The Jáchal River is a river in the province of San Juan, Argentina. It is part of the Desaguadero River basin, and one of the most important permanent watercourses in the province, with an average flow of 9 m3/s. It is born from the confluence of the Río de la Palca and the Blanco River, in the northwest of San Juan. The name has three possible meanings in the native Cacana language: "River of the groves", "land of metals" or "dragged stones", the latter being the most favoured by linguists.

== Course ==
From its origin, the Jáchal flows south for 75 km, up to a ravine in the pre-Andean range, in a place called Cuesta del Viento. There, it turns eastward towards the city of San José de Jáchal, flowing for 40 km along a steep gorge. Upon reaching Jáchal, the river turns south again for 40 km, and then northeast-southeast, passing by the towns of Tucunuco and Mogna. It then flows 100 km and empties into the upper Desaguadero River (here known as Bermejo).

The Jáchal River is fed primarily by snow thaw, rainfall being only a minor contribution in this semi-arid region. Its drainage basin covers an area of 34232 km2, or around 23000 km2 if considered up to Cuesta del Viento.

The river is dammed in two points:
- The Cuesta del Viento Dam, 40 km from Jáchal, has a maximum volume of 136 e6m3. It is used to regulate and direct the flow for irrigation, and long-delayed works are in progress to finish a hydroelectric power station.
- The Salto de la Loma hydroelectric plant, 4 km northwest of Jáchal, employs a 40 m high fall and has an installed power of about 1,200 kW.

==Environmental issues==
The Jáchal is the most important natural source of water for domestic, agricultural and industrial use in its valley, but the quality of its waters is not considered good in normal conditions, due to a high mineralization, especially salts and boron content. The latter has been found in concentrations of 2.8 parts per million (0.7 ppm are considered the upper limit for sensitive crops such as grapes).

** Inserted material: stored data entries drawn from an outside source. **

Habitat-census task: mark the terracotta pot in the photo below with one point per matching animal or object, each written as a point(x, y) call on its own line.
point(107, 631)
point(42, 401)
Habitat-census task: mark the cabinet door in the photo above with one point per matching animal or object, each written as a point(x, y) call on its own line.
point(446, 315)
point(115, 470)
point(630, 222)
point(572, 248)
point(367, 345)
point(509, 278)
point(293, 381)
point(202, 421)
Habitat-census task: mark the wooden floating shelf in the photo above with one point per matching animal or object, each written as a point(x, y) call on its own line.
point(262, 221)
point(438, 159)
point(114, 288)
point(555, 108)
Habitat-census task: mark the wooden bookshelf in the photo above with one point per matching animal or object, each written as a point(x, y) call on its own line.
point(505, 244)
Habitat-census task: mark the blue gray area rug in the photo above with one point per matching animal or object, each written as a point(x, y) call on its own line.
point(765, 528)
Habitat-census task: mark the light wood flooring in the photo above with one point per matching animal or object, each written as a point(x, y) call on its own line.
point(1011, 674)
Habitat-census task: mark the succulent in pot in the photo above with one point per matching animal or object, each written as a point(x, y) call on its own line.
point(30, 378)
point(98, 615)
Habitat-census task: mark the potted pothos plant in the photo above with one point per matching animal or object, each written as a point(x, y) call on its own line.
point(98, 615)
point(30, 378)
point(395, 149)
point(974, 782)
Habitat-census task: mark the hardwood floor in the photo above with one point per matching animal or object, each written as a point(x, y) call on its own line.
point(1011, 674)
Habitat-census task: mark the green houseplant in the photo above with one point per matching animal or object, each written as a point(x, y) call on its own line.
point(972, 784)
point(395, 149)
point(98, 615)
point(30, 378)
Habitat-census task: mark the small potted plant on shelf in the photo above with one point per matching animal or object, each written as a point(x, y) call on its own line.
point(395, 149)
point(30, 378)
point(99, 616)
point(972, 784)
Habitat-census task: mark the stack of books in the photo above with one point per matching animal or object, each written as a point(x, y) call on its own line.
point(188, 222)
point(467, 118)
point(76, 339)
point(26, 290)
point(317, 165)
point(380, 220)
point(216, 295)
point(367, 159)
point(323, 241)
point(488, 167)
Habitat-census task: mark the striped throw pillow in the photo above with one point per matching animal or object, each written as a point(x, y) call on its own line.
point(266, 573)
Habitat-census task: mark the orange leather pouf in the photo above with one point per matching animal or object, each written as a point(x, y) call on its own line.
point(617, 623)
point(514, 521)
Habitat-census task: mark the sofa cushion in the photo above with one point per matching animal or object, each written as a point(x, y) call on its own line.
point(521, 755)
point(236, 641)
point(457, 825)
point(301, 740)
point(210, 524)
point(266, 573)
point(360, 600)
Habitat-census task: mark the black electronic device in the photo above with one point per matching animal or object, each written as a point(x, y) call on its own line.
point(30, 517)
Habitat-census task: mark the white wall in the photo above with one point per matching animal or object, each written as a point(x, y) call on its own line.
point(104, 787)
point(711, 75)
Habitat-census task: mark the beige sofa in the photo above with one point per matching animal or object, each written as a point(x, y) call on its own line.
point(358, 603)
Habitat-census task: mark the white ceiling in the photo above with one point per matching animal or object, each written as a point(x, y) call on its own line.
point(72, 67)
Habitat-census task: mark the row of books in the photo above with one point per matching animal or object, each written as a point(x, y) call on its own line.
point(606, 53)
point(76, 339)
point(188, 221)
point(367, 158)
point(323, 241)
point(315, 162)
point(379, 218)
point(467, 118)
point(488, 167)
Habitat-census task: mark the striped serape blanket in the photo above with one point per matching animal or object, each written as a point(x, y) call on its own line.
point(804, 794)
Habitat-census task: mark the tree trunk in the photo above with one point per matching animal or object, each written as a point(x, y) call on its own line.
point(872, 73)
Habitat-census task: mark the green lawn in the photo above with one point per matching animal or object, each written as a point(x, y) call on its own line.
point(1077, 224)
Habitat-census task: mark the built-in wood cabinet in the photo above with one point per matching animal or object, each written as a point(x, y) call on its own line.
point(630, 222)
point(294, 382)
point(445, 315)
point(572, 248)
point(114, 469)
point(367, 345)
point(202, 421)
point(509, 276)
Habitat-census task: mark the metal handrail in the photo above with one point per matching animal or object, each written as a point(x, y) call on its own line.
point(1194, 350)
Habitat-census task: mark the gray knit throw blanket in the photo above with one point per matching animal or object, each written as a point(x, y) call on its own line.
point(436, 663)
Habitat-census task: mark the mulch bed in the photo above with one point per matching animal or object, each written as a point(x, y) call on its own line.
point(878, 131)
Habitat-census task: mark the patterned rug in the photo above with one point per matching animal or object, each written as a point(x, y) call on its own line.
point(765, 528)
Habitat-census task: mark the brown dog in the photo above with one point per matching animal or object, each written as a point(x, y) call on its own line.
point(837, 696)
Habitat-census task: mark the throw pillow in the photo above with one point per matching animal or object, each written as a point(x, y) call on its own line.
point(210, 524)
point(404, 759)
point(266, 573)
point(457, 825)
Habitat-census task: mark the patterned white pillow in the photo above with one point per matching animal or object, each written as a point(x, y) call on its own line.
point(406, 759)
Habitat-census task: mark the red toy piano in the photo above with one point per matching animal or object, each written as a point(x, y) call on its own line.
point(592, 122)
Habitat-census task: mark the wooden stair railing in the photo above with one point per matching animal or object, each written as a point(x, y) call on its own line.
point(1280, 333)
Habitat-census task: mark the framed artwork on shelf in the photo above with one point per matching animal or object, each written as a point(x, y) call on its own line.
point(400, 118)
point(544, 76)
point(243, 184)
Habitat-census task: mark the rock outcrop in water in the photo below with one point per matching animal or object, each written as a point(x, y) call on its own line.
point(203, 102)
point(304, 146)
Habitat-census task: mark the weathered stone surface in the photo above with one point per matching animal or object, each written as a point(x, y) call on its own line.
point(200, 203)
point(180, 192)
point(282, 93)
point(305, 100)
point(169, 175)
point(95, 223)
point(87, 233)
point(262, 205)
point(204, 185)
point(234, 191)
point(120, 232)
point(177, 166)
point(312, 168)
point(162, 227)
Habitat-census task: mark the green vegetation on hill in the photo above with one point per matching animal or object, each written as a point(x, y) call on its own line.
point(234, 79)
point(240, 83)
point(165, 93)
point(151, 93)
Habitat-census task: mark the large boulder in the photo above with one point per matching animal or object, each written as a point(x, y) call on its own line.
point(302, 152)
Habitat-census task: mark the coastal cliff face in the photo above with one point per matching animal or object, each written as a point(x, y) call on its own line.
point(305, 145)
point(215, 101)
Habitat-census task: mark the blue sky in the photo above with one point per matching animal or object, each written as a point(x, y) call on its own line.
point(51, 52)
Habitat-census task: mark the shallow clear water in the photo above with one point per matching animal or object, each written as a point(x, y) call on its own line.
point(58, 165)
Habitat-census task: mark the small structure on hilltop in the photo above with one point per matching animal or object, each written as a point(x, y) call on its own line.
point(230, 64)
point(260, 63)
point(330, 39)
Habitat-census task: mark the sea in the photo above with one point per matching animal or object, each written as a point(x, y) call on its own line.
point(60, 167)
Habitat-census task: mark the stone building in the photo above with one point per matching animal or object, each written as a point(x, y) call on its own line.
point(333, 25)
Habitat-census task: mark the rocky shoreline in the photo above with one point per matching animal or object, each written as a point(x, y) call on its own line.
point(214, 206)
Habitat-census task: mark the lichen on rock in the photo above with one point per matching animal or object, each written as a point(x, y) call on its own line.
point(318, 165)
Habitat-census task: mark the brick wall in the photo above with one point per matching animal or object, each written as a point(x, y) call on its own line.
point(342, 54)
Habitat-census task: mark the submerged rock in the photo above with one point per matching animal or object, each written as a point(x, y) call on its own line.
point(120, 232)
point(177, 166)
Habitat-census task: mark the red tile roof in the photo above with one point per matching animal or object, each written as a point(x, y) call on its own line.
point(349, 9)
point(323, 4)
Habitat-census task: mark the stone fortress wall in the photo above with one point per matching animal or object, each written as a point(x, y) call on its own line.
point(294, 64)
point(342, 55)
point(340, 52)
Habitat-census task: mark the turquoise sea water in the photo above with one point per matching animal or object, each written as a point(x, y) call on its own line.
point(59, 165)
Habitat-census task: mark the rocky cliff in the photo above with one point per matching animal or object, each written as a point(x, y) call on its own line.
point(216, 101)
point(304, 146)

In the early 2000s, Barrick Gold Corporation, a Canadian enterprise and the largest gold-mining corporation in the world, started a gold extraction project in the San Juan Andean ranges. Residents of San Juan protested against the project, claiming that the cyanide process will pollute the upper courses of the Jáchal and San Juan rivers. In an interview in February 2006, the governor of San Juan, José Luis Gioja, denied the possibility of such damage.

In 2015, Barrick Gold Corporation admitted that 224,000 liters of "cyanide solution" had spilled into the Jáchal and four other nearby rivers due to what they described as "a faulty valve". While Barrick Gold Corporation and the San Juan Mining Chamber insisted that the spill posed "no threat" to the area's population, the provincial government advised that residents only drink bottled water until further notice.